Why is IPv6 so complicated?

Original Article ↗ Hacker News Discussion ↗

Age of the debate and what’s changed

  • The linked “IPv6 mess” critique is ~20+ years old; commenters note how little has changed in fundamentals.
  • Main visible change: major sites and large mobile networks now support IPv6; IPv4 itself has barely evolved.

Transition and coexistence

  • Dual-stack (IPv4+IPv6 on hosts) was the primary coexistence method for years; later NAT64 and related mechanisms appeared to reduce IPv4 pressure in large “eyeball” networks.
  • Some argue IPv6 never had a real, workable transition plan beyond “everyone eventually upgrades.”
  • Others counter that multiple transition mechanisms exist but are politically and operationally hard to deploy.

Configuration: SLAAC, DHCPv6, RAs

  • Many criticize the SLAAC/DHCPv6/RA combination as overcomplicated and inconsistent across ISPs.
  • Others praise SLAAC for “it just works” behavior, no central DHCP state, and easy renumbering.
  • The fixed /64 subnet size and multiple addresses per host (including privacy addresses) confuse many operators.

Human usability and NAT/security

  • IPv6’s hex notation and length are seen by some as ergonomically bad (hard to read, copy, or shout across a room).
  • NAT is widely viewed as giving a simple, intuitive security model, especially in enterprises; many “love their NAT.”
  • Others stress NAT is not true security, only a side-effect of stateful translation; firewalls provide real protection.
  • IPv6 NAT (NAT66/NPTv6) is possible but discouraged and rarely exposed in consumer gear.

Deployment economics and geography

  • Adoption is driven where IPv4 scarcity really hurts (e.g., India, large mobile carriers), sometimes pushed by regulation and greenfield 4G/5G builds.
  • In regions with abundant IPv4 or cheap CGNAT, there is less economic pressure to migrate.
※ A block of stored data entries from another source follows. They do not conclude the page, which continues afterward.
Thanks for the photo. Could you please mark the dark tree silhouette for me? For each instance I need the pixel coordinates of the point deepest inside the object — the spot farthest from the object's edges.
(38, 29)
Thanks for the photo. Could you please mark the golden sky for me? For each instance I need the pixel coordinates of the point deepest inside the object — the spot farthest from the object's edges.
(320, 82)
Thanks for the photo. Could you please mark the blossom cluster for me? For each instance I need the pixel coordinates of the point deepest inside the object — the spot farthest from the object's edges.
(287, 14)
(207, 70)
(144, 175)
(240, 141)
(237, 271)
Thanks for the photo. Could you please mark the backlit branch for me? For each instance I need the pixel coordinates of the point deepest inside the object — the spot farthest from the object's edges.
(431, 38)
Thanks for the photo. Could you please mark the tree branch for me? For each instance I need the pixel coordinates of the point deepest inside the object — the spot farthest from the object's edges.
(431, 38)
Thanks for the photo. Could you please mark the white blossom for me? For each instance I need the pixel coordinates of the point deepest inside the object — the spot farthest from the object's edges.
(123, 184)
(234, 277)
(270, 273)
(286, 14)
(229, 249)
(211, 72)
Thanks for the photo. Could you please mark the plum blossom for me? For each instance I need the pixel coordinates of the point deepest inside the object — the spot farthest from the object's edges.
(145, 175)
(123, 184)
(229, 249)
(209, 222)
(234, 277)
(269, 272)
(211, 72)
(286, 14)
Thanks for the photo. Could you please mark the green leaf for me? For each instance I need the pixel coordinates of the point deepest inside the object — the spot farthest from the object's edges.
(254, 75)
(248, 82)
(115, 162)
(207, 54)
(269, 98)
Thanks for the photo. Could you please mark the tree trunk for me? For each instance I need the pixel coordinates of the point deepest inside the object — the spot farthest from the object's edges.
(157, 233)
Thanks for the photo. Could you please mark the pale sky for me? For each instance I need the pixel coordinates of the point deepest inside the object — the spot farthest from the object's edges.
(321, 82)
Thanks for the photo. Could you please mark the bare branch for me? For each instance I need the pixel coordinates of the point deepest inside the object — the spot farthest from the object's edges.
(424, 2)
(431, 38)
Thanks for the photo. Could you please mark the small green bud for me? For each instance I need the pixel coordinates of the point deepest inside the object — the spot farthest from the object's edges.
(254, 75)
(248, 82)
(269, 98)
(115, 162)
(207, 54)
Protocol vs implementation complexity

  • Several argue IPv6 is conceptually simpler than IPv4 at the packet level (headers, multicast, no NAT).
  • Others say the real complexity comes from dual-stack operation, immature tooling, poor documentation, and edge cases like source address selection and multiple scopes.

Design decisions and regrets

  • Early mandatory IPsec and experimental ideas like A6 records and IPv4-compatible addresses are cited as dead weight that slowed adoption.
  • Some claim IPv6 was “too early”: designed before DHCP was mature, before real-world security/privacy concerns were fully appreciated, and without enough input from hardware vendors and small-network operators.

Operational pain points

  • Reported issues include: RA leakage across VLANs, dual-WAN IPv6 failover being awkward, link-local-only gateways confusing users, multiple addresses per interface, and firewalling when addresses change frequently.